An important consideration when selecting service criteria is that the level of impairment a state requires for eligibility matches the services available. For example, if a state requires applicants to be severely impaired, the maximum number of service hours permitted should be sufficient to enable them to remain in the community. It is also important to ensure that assessment methodologies do not inadvertently exclude certain groups, such as persons with dementia. For example, if the eligibility criteria require that an individual needs “hands-on” assistance with ADLs, a person who needs cueing and supervision to perform ADLs will be excluded.

In effect, states have a very high level of discretion when determining who will receive personal care services through the State Plan. However, states may not violate Medicaid comparability requirements by restricting services to those with a particular diagnosis or condition.

Given that personal care services are subject to Federal statewideness and comparability requirements, states understandably have cost concerns about increasing access to these services through the use of liberal service criteria. As mentioned, there is no “correct” decision regarding service criteria. Whether or not particular service criteria are appropriate and make sense depends on the broader context of a state’s policy goals for its entire long-term care system (i.e., whether the criteria fit logically into the overall plan for providing services to people with long-term care needs through multiple programs).

The Comparability Requirement

With few exceptions (such as the targeted case management benefit), service criteria for any State Plan benefit--mandatory or optional--are subject to the “comparability” requirement.
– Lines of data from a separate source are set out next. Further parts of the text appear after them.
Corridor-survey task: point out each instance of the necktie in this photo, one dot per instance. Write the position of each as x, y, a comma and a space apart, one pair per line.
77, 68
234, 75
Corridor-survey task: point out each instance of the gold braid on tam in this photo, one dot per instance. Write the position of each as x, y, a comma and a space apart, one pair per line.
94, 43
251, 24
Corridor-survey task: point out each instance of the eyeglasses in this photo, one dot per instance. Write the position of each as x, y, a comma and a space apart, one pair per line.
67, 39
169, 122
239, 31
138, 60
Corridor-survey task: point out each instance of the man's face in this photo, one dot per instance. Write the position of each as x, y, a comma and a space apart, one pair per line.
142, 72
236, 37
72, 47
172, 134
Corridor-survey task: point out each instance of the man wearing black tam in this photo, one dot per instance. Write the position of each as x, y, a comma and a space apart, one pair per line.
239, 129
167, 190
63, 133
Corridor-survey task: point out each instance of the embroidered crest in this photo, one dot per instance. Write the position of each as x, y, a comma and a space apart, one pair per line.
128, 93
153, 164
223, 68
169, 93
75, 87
Under this requirement, services must be available on a comparable basis to all Medicaid beneficiaries in an eligibility group in the state who need the service; that is, the State Plan may not offer a service only to persons who have a particular condition or offer it in different forms to different groups.16 Additionally, states must use the same eligibility criteria for all applicants, and any limits on service amount, scope, and duration must be applied equally to individuals currently receiving services and those applying for services.

The effect of these requirements is that states cannot have service criteria that target particular groups of people by diagnosis, or condition (e.g., requiring that individuals have a spinal cord injury). Additionally, any changes made in the service criteria--and in the amount, scope, and duration of service--must be applied equally to those currently receiving services and those applying for them. These provisions constitute the “comparability” requirement. HCBS waivers are not State Plan services and not subject to this requirement--they “waive” comparability.

The Statewideness Requirement

States cannot restrict the availability of State Plan services to particular geographic regions.

Some states design programs funded only with state dollars to provide services for people who do not meet Medicaid’s eligibility criteria but nonetheless need services. For example, the goal of the Connecticut Home Care Program for Elders is to avoid institutionalization of frail individuals age 65 or older. The program includes both a state-funded component and a Medicaid waiver component. Because many individuals who need services to avoid nursing home placement do not meet Medicaid’s financial eligibility criteria and/or the waiver’s level-of-care criteria waiver, this population is served in the state program, which has less stringent financial and service eligibility criteria than does the waiver program.